Thomas Meinel-Switzerland
Setting up a dedicated referral pathway and clinic for covert cerebrovascular disease
The last talk was about a dedicated outpatient clinic for management of CBI. The risk of stroke at one year in patients with CBI is 2.4%, and from observational studies we know that around 8% of all MRIs show a CBI as incidental finding. Not all patients should be referred to a dedicated CBI clinic, for example patients with dementia or terminal cancer, or those with previous stroke/TIA should not. The phenotype of the potential ischemic lesion needs to be accurately differentiated from other origins of lesion, and suspect lesions should be graded according to the probability to be ischemic. For example, cavitatory lesions have high potential to be ischemic, whereas unspecific lesions or dilated perivascular spaces are not. In parallel, Dr. Meinel suggested that neuroradiologist should closely collaborate with stroke physicians to ensure harmonization of protocols and pathways of care. Some examples from the outpatient clinic from Dr. Meinel’s Hospital are: understanding the clinical implications of CBI with talks and seminars, urgent referral pathways for acute ischemic lesions, a list in PACS to refer suspect CBI accidentally found in patients, and the use of smartphrases in the reports to contact the CBI outpatients clinic in case of suspect lesions.

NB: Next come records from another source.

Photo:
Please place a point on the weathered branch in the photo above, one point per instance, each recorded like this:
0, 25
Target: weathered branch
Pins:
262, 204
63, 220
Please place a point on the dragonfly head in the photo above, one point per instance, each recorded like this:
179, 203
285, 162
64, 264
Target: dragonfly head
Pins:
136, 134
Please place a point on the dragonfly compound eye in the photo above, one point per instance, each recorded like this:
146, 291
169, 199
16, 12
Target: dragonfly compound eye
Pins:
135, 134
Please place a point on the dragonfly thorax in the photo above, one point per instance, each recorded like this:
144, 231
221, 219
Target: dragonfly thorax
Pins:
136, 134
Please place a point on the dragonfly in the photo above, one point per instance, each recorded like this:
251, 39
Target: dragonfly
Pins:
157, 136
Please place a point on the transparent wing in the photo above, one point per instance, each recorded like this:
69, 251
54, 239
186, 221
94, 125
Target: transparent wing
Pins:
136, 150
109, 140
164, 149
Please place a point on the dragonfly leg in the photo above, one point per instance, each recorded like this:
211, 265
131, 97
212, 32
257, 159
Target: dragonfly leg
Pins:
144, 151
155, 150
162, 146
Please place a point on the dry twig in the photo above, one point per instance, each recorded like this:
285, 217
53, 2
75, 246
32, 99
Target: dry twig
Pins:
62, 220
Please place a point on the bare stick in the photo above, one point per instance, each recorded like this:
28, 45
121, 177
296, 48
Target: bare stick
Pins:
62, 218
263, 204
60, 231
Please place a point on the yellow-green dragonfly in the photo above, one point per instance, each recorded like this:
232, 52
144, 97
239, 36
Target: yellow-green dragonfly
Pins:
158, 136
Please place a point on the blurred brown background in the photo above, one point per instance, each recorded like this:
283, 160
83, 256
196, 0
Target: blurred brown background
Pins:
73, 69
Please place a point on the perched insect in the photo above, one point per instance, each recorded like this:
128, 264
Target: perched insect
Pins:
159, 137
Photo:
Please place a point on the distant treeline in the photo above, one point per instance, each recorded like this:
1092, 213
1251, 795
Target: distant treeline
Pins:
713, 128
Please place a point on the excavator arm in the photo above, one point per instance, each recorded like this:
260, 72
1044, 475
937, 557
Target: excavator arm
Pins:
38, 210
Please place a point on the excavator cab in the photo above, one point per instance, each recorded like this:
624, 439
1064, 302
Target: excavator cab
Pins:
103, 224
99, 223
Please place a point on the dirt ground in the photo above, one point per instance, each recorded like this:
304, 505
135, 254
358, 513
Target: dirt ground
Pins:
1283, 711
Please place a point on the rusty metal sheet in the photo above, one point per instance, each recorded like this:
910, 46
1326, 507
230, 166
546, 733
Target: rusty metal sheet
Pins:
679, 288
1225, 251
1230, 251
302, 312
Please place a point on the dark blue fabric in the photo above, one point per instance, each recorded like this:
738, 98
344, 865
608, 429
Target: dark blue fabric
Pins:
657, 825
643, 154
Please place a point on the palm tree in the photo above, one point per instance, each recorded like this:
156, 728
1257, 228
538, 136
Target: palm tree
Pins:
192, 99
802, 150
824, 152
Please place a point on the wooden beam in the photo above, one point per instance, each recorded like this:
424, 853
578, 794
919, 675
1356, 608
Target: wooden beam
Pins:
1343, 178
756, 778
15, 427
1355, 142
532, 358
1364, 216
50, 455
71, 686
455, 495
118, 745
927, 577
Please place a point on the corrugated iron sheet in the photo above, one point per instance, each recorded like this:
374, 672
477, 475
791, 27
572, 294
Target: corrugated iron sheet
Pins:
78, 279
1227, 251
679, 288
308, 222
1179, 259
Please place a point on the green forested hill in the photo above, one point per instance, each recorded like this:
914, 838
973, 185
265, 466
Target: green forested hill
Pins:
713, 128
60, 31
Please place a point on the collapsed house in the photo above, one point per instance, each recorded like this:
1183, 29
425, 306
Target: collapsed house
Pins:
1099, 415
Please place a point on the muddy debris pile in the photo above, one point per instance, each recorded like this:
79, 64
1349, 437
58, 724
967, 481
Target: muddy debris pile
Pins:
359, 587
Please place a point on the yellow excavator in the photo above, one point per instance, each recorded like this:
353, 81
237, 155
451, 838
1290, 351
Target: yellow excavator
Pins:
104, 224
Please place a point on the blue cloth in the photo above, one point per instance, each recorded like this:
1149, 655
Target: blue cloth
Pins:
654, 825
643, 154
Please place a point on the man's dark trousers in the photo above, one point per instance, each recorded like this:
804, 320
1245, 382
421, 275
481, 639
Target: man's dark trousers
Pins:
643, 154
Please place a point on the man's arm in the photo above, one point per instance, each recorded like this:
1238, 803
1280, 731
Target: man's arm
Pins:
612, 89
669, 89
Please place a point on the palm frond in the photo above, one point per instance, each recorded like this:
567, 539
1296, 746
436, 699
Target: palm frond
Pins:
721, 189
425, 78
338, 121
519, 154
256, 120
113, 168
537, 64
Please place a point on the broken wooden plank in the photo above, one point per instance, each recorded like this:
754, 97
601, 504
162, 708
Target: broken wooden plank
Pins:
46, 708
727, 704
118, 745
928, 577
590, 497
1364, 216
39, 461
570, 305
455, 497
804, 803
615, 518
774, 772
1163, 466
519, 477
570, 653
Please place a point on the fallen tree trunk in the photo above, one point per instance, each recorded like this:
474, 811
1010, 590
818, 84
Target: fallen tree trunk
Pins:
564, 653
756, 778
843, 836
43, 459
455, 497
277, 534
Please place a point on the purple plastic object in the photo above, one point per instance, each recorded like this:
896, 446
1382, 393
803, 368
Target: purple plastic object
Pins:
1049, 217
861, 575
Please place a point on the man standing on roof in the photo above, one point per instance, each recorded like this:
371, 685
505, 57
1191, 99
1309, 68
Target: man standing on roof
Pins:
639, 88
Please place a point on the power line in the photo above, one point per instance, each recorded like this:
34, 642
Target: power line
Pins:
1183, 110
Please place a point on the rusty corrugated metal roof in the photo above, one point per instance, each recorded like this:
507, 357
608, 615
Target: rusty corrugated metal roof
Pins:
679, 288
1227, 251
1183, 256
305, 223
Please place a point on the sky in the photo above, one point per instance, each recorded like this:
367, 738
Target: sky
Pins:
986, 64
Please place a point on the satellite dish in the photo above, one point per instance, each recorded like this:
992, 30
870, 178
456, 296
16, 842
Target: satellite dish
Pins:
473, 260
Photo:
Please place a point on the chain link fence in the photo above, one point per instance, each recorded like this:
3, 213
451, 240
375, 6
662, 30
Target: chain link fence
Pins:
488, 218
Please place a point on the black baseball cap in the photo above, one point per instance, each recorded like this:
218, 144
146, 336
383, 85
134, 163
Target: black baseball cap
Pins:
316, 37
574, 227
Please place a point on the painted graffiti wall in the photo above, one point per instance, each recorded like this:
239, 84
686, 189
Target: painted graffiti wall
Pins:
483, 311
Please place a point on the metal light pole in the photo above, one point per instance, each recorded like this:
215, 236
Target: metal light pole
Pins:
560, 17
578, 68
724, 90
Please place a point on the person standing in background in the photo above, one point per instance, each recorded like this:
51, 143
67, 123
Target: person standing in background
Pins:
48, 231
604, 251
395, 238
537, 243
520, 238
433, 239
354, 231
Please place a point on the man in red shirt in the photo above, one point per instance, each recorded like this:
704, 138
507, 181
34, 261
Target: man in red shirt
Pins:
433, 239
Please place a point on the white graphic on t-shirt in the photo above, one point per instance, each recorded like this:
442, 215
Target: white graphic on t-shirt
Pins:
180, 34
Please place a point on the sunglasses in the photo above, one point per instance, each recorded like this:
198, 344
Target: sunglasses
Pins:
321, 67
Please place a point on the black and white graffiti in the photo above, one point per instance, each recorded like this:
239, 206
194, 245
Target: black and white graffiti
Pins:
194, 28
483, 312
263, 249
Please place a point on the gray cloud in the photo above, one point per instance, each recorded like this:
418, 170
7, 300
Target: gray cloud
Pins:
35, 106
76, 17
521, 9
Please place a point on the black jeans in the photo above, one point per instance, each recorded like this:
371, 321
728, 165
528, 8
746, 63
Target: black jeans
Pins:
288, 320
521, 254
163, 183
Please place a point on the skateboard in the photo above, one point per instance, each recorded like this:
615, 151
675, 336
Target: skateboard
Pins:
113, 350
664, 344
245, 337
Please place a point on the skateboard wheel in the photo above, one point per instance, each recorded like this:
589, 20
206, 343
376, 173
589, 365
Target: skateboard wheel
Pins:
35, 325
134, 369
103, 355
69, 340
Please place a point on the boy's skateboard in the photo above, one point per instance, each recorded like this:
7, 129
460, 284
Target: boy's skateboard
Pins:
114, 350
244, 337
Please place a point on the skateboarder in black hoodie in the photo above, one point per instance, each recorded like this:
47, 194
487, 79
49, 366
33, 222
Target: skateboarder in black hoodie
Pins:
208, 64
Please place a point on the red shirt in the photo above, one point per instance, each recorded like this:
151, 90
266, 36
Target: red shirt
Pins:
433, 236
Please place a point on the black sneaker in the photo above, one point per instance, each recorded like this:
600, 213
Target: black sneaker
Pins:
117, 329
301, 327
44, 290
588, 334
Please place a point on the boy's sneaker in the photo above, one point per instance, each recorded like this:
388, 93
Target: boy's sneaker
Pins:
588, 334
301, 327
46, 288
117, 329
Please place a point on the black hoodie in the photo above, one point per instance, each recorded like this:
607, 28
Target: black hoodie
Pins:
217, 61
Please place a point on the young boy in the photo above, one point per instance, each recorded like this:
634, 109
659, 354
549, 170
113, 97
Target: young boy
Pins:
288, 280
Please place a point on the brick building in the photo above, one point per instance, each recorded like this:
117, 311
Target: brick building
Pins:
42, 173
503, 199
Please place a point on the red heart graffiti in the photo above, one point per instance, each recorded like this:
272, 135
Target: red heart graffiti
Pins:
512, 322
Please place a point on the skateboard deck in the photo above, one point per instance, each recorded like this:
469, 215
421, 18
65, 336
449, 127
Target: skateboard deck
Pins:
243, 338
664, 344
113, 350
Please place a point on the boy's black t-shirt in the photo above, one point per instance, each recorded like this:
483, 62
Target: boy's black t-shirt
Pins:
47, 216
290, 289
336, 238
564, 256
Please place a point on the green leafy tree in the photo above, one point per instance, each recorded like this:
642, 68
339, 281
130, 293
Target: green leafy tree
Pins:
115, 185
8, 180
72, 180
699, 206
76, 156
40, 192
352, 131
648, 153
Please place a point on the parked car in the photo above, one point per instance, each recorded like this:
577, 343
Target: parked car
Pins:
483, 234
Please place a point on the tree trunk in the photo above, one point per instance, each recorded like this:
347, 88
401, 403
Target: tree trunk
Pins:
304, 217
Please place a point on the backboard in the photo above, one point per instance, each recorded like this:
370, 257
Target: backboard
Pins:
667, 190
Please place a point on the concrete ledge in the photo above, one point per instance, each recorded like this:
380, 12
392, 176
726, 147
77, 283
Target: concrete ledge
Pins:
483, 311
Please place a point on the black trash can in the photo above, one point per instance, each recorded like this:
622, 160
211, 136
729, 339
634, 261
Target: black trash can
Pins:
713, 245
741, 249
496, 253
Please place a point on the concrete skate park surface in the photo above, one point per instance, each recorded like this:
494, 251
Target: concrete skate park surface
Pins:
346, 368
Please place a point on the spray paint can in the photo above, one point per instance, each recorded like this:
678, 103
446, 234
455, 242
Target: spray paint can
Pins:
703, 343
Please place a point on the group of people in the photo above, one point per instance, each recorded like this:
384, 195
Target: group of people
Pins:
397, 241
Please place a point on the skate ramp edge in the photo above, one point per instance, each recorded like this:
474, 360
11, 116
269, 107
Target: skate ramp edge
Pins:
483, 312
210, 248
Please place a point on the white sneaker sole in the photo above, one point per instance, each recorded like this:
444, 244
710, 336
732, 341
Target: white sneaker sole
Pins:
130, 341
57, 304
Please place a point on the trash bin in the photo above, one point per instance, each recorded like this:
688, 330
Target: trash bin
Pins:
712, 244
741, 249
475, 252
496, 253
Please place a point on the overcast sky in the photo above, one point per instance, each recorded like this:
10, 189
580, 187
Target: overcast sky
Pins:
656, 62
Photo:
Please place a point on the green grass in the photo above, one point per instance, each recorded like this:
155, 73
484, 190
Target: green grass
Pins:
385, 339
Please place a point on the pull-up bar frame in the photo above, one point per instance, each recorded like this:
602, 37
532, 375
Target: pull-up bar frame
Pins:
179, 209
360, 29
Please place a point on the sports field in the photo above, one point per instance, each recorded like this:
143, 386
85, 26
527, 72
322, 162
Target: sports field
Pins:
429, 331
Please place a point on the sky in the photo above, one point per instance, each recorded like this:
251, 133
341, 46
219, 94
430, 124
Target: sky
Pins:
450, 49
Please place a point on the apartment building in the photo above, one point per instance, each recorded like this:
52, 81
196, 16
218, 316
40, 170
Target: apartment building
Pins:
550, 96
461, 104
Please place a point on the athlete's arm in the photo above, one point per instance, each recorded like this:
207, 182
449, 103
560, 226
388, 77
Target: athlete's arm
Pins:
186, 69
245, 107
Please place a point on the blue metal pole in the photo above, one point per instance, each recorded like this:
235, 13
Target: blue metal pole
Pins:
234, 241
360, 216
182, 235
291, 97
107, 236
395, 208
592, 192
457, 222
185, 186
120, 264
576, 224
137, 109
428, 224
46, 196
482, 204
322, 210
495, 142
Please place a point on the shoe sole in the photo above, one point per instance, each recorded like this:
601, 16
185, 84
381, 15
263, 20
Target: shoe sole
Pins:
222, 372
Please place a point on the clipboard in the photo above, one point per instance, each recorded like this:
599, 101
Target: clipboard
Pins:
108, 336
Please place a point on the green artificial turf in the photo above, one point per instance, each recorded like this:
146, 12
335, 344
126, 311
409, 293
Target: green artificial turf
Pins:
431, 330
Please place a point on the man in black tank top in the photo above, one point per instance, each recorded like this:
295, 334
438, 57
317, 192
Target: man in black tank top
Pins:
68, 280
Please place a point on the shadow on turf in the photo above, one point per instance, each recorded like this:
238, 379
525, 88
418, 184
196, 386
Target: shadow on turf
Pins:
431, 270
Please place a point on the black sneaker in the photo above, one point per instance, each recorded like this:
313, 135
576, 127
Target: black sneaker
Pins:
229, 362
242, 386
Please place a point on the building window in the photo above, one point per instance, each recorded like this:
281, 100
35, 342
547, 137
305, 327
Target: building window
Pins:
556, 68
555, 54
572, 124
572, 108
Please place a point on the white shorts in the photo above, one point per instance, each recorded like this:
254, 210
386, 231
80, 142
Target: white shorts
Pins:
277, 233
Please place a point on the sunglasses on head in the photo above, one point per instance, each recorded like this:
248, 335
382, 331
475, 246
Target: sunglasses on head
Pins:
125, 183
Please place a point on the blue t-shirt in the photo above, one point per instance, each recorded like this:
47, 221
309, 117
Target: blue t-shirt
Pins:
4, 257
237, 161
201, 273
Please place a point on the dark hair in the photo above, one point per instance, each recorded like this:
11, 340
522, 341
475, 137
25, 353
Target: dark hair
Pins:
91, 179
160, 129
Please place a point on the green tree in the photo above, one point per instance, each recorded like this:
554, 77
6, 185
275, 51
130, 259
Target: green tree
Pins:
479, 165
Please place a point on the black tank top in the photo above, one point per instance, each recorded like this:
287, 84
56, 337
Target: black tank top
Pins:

Also, double check if patient has a previous brain imaging stored to narrow down the timepoint at which CBI had occurred. In case of a referral, the use of a simple structured and reproducible
questionnaire may help, and asking about previous surgical procedures, particularly cardioaortic, is mandatory. In cases of a real CBI, given that there have been no symptoms and, patient preferences are a very important point to consider: someone may just want to ignore o prefer a referral to GP rather than start an extensive diagnostic work-up and possibly start a therapy. Neurological exam should look for covert deficits and gait abnormalities, diagnostic work-up should encompass labs, cardiac and neck/head vessels exams, blood pressure monitoring and possibly targeted therapy. Mood and cognitive problems are often neglected in such patients, so they should not be overlooked. ESO guidelines on diagnosis and management covert small vessel disease are available, but they do not cover cortical CBI. For the future, a network of dedicated CBI clinics is the key to generate better evidence for this condition.